My father pulls up to a house one Christmas evening. As he silences the car, the sound of the engine is replaced by the squeals and the chatter of children playing. My sneakers hit the pavement, and I’m desperate to join them. These kids, who are being schooled in the States, switch fluidly between Spanish and English, making our playtime much more comfortable than what I know I am about to endure on the inside. Inside, I’ll find a place to sit, glued at the hip to my father. The TV will play the news or possibly a soap. At least seven people will be around, laughing and celebrating. I’ll be staring at the carpet, studying the floral design, the swirls and faded patterns, and burning the image into the back of my mind. I’ll be sweating and praying to the figurines of La Virgen that line the room that no one will direct a question to me. I feel like I’m trying to integrate with a different culture for the first time and realizing just how difficult that can be.
But this is not a different culture. This is my culture. As my father likes to remind me, I’m not a guest in this house, I’m family. These aren’t strangers who have invited me to take part in their celebration. These are my tias, my tios, my primos. The difference is that I grew up at my mother’s house. At the request of her family, who are uncomfortable when people don’t speak their language in the home, I only speak English. In school, growing up without an accent has served me well. Here though, trying to interact with my loved ones, especially the older generations who speak only Spanish, I can’t hold a conversation with my own family.
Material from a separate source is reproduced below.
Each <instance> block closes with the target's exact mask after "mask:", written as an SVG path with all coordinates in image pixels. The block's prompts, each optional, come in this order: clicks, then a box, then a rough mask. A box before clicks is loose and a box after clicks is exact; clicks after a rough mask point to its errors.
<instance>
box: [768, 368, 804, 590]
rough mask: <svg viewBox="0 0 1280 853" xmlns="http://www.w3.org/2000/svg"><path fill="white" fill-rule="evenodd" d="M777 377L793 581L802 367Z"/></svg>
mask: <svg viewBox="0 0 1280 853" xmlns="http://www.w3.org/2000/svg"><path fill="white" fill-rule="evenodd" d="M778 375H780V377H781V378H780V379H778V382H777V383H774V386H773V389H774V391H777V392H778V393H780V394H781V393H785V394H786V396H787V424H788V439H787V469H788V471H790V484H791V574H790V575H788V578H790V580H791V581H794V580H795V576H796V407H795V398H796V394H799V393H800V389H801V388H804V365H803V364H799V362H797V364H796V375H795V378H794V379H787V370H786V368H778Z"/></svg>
My tia offers me a ladle of something on the stove. It’s a deep purple color, and looks uncomfortably slimy and lumpy. I try to refuse but my father, my papi, shoots me the look, the one where his lowered eyebrows and suddenly unsmiling mouth tell me that refusal will not be without repercussions later. My tia has been working on preparing food all day for anyone who stops by, and it would be rude to the point of hurting her feelings to turn this down. I ask him what’s in the spoon. After a quick exchange with my father, my tia turns to me and says with a heavy Mexican accent something that sounds like the word punch.
Punch? It doesn’t look remotely like the bright red, sweet, sticky stuff that I’m used to, and I’m skeptical, but I know that the lecture I’ll catch from my papi later if I don’t try it will be worse than it could possibly taste. I take a sip.
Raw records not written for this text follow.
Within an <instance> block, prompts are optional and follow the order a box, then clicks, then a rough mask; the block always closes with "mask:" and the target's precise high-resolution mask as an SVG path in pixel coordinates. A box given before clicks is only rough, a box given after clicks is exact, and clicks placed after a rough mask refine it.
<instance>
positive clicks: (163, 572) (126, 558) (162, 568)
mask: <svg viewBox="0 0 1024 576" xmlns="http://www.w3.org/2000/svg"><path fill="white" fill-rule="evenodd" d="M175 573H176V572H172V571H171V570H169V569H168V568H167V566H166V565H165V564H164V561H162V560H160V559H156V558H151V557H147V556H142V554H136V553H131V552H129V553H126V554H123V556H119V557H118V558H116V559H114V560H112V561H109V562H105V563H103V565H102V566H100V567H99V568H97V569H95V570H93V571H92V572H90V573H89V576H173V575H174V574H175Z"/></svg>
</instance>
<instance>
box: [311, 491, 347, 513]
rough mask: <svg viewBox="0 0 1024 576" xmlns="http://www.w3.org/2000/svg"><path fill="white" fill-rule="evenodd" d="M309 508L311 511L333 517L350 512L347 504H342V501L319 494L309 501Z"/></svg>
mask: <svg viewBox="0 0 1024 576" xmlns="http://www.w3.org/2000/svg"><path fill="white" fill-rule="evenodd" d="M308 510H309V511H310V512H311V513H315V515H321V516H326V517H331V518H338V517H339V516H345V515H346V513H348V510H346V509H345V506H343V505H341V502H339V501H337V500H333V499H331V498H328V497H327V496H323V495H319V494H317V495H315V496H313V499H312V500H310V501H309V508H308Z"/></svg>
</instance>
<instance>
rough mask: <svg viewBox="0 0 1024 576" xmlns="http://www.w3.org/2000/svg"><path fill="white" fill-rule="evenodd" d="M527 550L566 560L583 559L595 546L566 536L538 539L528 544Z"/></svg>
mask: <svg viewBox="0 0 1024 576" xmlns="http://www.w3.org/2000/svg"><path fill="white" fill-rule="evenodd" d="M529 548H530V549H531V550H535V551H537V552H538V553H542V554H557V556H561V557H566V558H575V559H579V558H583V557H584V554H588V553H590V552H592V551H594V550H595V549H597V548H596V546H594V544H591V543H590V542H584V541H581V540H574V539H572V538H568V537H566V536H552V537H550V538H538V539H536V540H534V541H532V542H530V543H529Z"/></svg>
When I taste the punch, I am taken aback. Full-bodied and full of fresh fruit flavors with sparkling cinnamon notes. It’s warm and comforting and inviting, and tastes like fresh foods before they have been processed and packaged beyond recognition, like the punch I had been expecting that has no recognizable flavors, only sugar and tang. It tastes like Christmas before the commercialization. I take another big drink and mumble my gracias, hoping that my face can express my emotions better than my limited vocabulary.
My childhood was full of these awkward but loving family celebrations. I attended solemn Posadas celebrations and large parties complete with mariachis. At each and every one, I broke away as quickly as I could to go play with the children, but not before “visiting” with the adults, sitting uncomfortably while they chatted after hugging hello, unsure of what to do with my mouth until they handed me a morsel of whatever they had been preparing for me. Warm punches, freshly-baked and fragrant sweet breads, and cheesey, spicy, savory tamales gave me a literal taste of a culture that I had been born into, despite the Spanish language barrier. I never understood what my tias were saying but I understood their love expressed in the flavor and efforts of preparing the home cooked foods that they offered me, and I hoped that, through my appreciative smiles, they understood mine . Before we left the house, we hugged our farewells, and my tia’s embrace told me the message had gotten through.